In 2003, former Senator and now Vice President, Joe Biden passed a bill titled, The Illicit Drug Anti-Proliferation Act, also known as The RAVE Act, as an expansion of 1980s drug laws. Essentially, the bill holds business owners and landowners liable for any drug use on the property.

“Now in 2016, we’re seeing these unintended consequences where venue owners or event producers take it as being that they’re not to be providing harm reduction services because in their mind, harm-reduction services acknowledge that drug use is taking place, and if you’re acknowledging that drug use is taking place, then you must be maintaining a drug-involved premise,” Karas said.

Dede Goldsmith began a campaign called Amend the RAVE Act after the loss of her daughter, 19-year-old University of Virginia student Shelley Goldsmith. Shelley died in the summer of 2013 after attending an EDM concert with her friends. She took MDMA on her way to the concert for the first time, and later suffered a heat stroke during the event.

Shelley Goldsmith photographed with Vice President Joe Biden one year before her death. Photo from

Goldsmith’s campaign is pushing to have the Illicit Drug Anti-Proliferation Act amended. It may have worked when the bill was first enacted, but Goldsmith says it does not work for the large-scale music events we have today.

“I’ve got over 16,000-16,500 that have signed the petition. Mostly young people saying, ‘We need a change here,’” Goldsmith said. “At the time, it worked. Now its outdated and it needs to be updated.”

Zach Daniels is an event promoter and the college ambassador for Lubbock’s After Dark Entertainment. Daniels does not fear the possibility of a tragic accident at any of the events he helps organize. He said they are prepared and take safety as a major priority.

“Nobody sees or experiences the amount of work I put in to try and prevent [accidents],” Daniels said.

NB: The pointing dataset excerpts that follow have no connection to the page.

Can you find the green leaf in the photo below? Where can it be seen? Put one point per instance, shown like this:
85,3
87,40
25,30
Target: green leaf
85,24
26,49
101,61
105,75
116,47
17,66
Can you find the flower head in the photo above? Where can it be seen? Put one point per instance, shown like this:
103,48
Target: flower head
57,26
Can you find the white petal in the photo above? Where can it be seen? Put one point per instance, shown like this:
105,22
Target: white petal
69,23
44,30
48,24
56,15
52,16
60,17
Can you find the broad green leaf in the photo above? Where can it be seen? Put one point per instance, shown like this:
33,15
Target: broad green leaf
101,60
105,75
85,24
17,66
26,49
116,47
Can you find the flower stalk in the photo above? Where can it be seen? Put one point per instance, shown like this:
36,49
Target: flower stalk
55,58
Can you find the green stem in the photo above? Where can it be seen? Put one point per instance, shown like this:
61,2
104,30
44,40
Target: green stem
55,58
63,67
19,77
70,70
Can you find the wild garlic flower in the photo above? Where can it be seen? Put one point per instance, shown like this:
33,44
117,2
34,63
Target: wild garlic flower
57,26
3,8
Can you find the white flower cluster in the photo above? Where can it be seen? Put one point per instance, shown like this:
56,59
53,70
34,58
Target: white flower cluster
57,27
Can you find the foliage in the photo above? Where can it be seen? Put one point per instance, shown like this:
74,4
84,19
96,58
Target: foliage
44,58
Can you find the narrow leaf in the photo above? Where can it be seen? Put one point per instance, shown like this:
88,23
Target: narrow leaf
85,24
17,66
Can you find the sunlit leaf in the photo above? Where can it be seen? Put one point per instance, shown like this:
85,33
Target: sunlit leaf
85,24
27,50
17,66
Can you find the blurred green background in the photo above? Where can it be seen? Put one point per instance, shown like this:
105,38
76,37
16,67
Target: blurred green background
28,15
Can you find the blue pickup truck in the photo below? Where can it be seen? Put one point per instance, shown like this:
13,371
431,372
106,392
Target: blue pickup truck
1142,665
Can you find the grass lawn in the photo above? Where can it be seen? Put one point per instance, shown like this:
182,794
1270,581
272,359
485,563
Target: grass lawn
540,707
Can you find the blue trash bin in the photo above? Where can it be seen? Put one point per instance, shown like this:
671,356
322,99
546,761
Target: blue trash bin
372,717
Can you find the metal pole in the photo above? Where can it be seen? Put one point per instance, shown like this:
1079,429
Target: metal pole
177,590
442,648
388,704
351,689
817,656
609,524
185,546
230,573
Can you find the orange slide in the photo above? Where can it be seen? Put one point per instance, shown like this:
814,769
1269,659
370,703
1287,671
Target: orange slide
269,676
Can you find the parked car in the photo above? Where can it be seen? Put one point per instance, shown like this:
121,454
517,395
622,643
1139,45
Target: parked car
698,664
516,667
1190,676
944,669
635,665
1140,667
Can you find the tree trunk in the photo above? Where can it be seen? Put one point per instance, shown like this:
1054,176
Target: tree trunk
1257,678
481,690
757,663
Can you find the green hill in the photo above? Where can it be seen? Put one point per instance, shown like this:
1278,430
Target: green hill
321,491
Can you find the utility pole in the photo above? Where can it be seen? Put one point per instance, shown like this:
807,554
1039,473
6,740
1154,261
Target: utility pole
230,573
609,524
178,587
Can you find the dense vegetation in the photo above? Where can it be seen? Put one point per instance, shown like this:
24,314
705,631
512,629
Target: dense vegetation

Daniels said EDM festivals like the Electric Daisy Carnival in Las Vegas, Nevada, who have been criticized in the past for not properly handling drug-related health emergencies, are better preparing for these kinds of incidents.

“After seeing the results of EDC this year, who have well over 400,000 attendants and no one died, well actually someone died on the way from leaving it…but nobody [else] died out of 400,000 people in three days,” Daniels said. “They just had proper management and the skills to monitor their party properly and keep it safe.”

In addition to her petition, Goldsmith has worked with Virginia Senator and former Vice Presidential Candidate, Tim Kaine, on amending the Illicit Drug Anti-Proliferation Act to motivate EDM event holders to allow harm reduction groups like DanceSafe on the premise. These organizations are able to provide education to the event’s attendees on how to remain safe while taking a psychoactive substance to prevent deaths and other accidents.